Alba Gallo
In un cinema, in un bar, come nel tempo di un acuto, in un concerto. Arriva e spazza via tutto. Non guarda agende e ti coglie mentre, indaffarato, organizzi la vita, come se fossi padrone del tuo tempo. Anzi, ti sorride, beffarda, facendosi scherno di quei programmi che puntualmente ti manderà all’aria. Quel che di lei si sa è sempre il minuto 0,1. E’ il tempo dei posteri, dei sepolcri, nel racconto dei vivi. È quel che ti capita mentre sei impegnato a vivere.
La morte è per chi resta, non di chi va via: è quella moviola che sgrana, come in un rosario, una lunga ed insoluta serie di “perché”, quelli dal punto interrogativo facile, che sfocia nell’estuario delle non risposte.
È il fischio finale di un arbitro inflessibile a cui poco importa che tu abbia scalzato i difensori.

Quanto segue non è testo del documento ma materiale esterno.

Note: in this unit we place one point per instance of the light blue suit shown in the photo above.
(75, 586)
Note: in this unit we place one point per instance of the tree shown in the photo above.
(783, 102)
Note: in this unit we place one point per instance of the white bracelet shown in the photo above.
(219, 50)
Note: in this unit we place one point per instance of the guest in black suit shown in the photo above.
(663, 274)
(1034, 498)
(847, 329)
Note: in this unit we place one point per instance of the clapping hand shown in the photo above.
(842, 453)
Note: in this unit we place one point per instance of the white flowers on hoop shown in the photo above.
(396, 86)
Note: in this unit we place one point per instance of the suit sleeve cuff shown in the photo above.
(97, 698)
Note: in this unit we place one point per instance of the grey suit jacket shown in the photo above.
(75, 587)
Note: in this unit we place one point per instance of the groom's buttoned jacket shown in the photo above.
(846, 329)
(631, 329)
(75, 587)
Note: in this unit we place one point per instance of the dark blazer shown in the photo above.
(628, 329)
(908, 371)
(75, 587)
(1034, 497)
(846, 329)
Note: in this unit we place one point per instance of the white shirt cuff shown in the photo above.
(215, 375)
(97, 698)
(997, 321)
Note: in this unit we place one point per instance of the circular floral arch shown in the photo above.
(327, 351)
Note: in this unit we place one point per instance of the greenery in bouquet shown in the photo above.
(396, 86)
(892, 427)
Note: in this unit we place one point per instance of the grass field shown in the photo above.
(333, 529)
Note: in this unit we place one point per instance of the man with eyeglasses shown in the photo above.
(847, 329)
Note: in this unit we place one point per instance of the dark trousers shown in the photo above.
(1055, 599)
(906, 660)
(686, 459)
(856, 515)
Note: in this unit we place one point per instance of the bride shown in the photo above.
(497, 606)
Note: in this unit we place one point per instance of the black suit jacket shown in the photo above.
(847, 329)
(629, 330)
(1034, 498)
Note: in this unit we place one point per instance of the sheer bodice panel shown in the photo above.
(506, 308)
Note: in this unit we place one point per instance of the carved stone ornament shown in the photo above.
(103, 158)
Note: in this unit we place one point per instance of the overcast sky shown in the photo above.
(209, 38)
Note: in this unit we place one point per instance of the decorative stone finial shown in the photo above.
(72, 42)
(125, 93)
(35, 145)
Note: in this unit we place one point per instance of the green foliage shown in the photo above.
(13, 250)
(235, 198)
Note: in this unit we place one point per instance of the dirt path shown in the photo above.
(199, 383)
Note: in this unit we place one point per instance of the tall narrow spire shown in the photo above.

Lui prende e decreta la fine dei giochi, mentre eri faccia a faccia col portiere, condannandoti ad un’istantanea che ferma l’attimo di quella traiettoria che sapevi sarebbe culminata in rete. È il pollice verso, il granello finale della clessidra che la vita ti concede, prima che tu abbia il tempo di rivoltarla. È la Cassazione del Tribunale della Natura.
Ma – la verità – è che quel che la morte è, non lo saprà mai nessuno. Conta come arrivi e come te ne vai. Dal primo vagito all’ultima parola che spendi. Ed è poca roba “che tu sia uomo, donna, Lucio Dalla o Sinatra”, che la tua Moleskine sia piena per i prossimi tre anni o solo sino a domattina.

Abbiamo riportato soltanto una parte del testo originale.